今回、お話をうかがった同社片山大朗氏(ハーマンインターナショナル、トヨタJBLプロダクトオーナー)によれば、車両に適したコンポーネント(スピーカーユニットおよびDSP内蔵アンプ)の開発のほかに、帯域バランスやサウンドステージの様子などを評価するシステムを確立、その上で細かなチューニングを施す作業をしているのだという。
ハーマンインターナショナル株式会社
トヨタJBLプロダクトオーナーの片山大朗氏。
まず、コンポーネントの開発は、自動車メーカーと協議しながら搭載数、レイアウト、ユニットサイズを決めていく。その際には、いくつかのプランを提案し、最適な形を決定する。ここでJBLらしさが最大に発揮されるのはホーントゥイーターであろう。ホームオーディオで一般的なホーンとは形状がかなり違っているのだが、車載を考慮するとこの形になるのだという。ホーントゥイーターの役割は、高音の拡がりかたをコントロールするもので、音場形成に大きな影響を与える。JBLでは車種ごとにこのホーン形状を専用設計し、車室内で最適な高音再生できるようにしている。ほかにも、重低音を担うサブウーファーでは、搭載可能な車種であれば専用エンクロージュアを設計して車両に組み込むなどしている。エンクロージュアとともに組み込まれたサブウーファーの例としてはランドクルーザーには約25Lのシールドタイプを採用しており、樹脂で整形されたエンクロージュアは、軽量かつ頑強なものとするべく細かなリブの多用をするなど精密設計としている。また、エンクロージュアが搭載できないセダンタイプなどでは、大口径ユニットを採用するも、そのユニットは小型軽量の磁気回路をもつものを開発している。

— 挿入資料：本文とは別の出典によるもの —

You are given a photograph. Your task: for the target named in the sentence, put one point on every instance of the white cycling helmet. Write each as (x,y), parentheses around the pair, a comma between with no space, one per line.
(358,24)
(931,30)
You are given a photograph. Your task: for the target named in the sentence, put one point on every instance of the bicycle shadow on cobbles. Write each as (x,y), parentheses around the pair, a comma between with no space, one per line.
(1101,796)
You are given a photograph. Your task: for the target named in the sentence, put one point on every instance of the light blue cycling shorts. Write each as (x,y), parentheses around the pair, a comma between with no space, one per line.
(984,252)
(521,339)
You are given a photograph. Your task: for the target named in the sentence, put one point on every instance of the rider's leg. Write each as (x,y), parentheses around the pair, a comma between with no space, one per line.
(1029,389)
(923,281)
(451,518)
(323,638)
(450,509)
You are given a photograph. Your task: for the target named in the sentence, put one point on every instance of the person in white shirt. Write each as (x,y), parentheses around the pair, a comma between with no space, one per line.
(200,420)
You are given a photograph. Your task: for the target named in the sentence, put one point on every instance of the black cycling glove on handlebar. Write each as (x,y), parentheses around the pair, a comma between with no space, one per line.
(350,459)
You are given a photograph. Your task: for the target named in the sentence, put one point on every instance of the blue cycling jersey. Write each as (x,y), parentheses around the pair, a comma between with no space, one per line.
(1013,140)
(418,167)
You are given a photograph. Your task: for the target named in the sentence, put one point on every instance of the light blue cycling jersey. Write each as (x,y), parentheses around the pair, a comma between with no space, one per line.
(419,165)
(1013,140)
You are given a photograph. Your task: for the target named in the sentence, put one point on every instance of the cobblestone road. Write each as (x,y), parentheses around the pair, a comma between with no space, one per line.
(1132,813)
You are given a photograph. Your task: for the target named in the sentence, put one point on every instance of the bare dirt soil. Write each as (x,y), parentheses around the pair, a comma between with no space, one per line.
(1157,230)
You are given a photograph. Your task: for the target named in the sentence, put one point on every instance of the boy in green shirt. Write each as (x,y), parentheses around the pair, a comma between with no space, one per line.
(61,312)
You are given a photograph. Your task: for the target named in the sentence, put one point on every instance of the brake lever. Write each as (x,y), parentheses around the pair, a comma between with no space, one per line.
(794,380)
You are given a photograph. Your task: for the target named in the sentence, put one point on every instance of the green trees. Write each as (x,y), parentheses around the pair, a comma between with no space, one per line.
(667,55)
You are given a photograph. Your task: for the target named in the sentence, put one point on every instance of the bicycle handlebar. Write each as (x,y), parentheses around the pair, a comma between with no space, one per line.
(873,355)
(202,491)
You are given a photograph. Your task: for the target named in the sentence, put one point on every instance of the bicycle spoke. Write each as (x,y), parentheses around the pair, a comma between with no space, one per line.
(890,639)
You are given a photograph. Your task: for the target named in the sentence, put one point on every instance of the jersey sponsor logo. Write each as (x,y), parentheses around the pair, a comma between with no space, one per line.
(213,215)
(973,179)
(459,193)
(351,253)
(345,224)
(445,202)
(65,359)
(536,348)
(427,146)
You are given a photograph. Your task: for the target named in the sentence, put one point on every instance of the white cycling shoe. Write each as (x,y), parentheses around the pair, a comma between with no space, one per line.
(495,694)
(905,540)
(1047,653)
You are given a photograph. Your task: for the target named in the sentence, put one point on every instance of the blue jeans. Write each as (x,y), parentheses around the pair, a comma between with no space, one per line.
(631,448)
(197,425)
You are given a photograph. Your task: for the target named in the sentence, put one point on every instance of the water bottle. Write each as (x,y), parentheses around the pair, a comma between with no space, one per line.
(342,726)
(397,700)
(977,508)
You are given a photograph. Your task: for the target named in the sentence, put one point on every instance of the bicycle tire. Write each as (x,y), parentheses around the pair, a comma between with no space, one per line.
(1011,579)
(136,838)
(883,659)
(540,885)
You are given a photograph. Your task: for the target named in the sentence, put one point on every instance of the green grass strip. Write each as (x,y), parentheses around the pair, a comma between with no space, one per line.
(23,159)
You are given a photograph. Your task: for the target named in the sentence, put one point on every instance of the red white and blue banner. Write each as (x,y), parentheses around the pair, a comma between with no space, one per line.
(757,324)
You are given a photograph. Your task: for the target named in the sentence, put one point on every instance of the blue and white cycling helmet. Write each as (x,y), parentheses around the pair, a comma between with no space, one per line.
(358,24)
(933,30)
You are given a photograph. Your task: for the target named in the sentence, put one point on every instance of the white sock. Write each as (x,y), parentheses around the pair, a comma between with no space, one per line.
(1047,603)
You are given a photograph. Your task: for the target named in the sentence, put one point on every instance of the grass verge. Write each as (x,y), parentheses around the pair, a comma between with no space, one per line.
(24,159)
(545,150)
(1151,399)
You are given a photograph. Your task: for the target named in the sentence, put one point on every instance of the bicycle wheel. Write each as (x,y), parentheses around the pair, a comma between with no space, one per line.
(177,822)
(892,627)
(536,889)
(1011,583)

カムリのAピラーパーツと、その内側に組み込まれる25mmドーム型トゥイーターユニット。ピラーと一体化したホーンの形状は、車種ごとに最適なサウンドが得られるよう専用設計されたものである。
上段左からGRヤリス、MIRAI、ランドクルーザー、ハリアーのホーン。一目で形が違うことがわかる。左はアルファードのリアトゥイーター、ホーンは採用されていないが、サラウンド再生に威力を発揮する。
ハリアー専用に設計されたサブウーファー。樹脂製エンクロージュアに224mmのユニットがマウントされている。ユニットの左側には、車両へ組み付ける際に手で握れるグリップまで成型している。
ランドクルーザー専用に設計されたサブウーファーエンクロージュア。およそ25Lほどの容量を持っており、車両に固定するためのアングルまで一体成型されている。内部やアングル部分には、細かなリブ構造が施されており、軽量で頑強なデザインで仕上げられている。
トヨタ車用に開発されたスピーカーユニット。画像の上、左からランドクルーザーリアドア用ウーファー、同フロントドア用ウーファー、インパネ用ワイドディスパージョンスピーカー。画像下はセダンタイプ(カムリ、MIRAI)に搭載される265mmサブウーファー。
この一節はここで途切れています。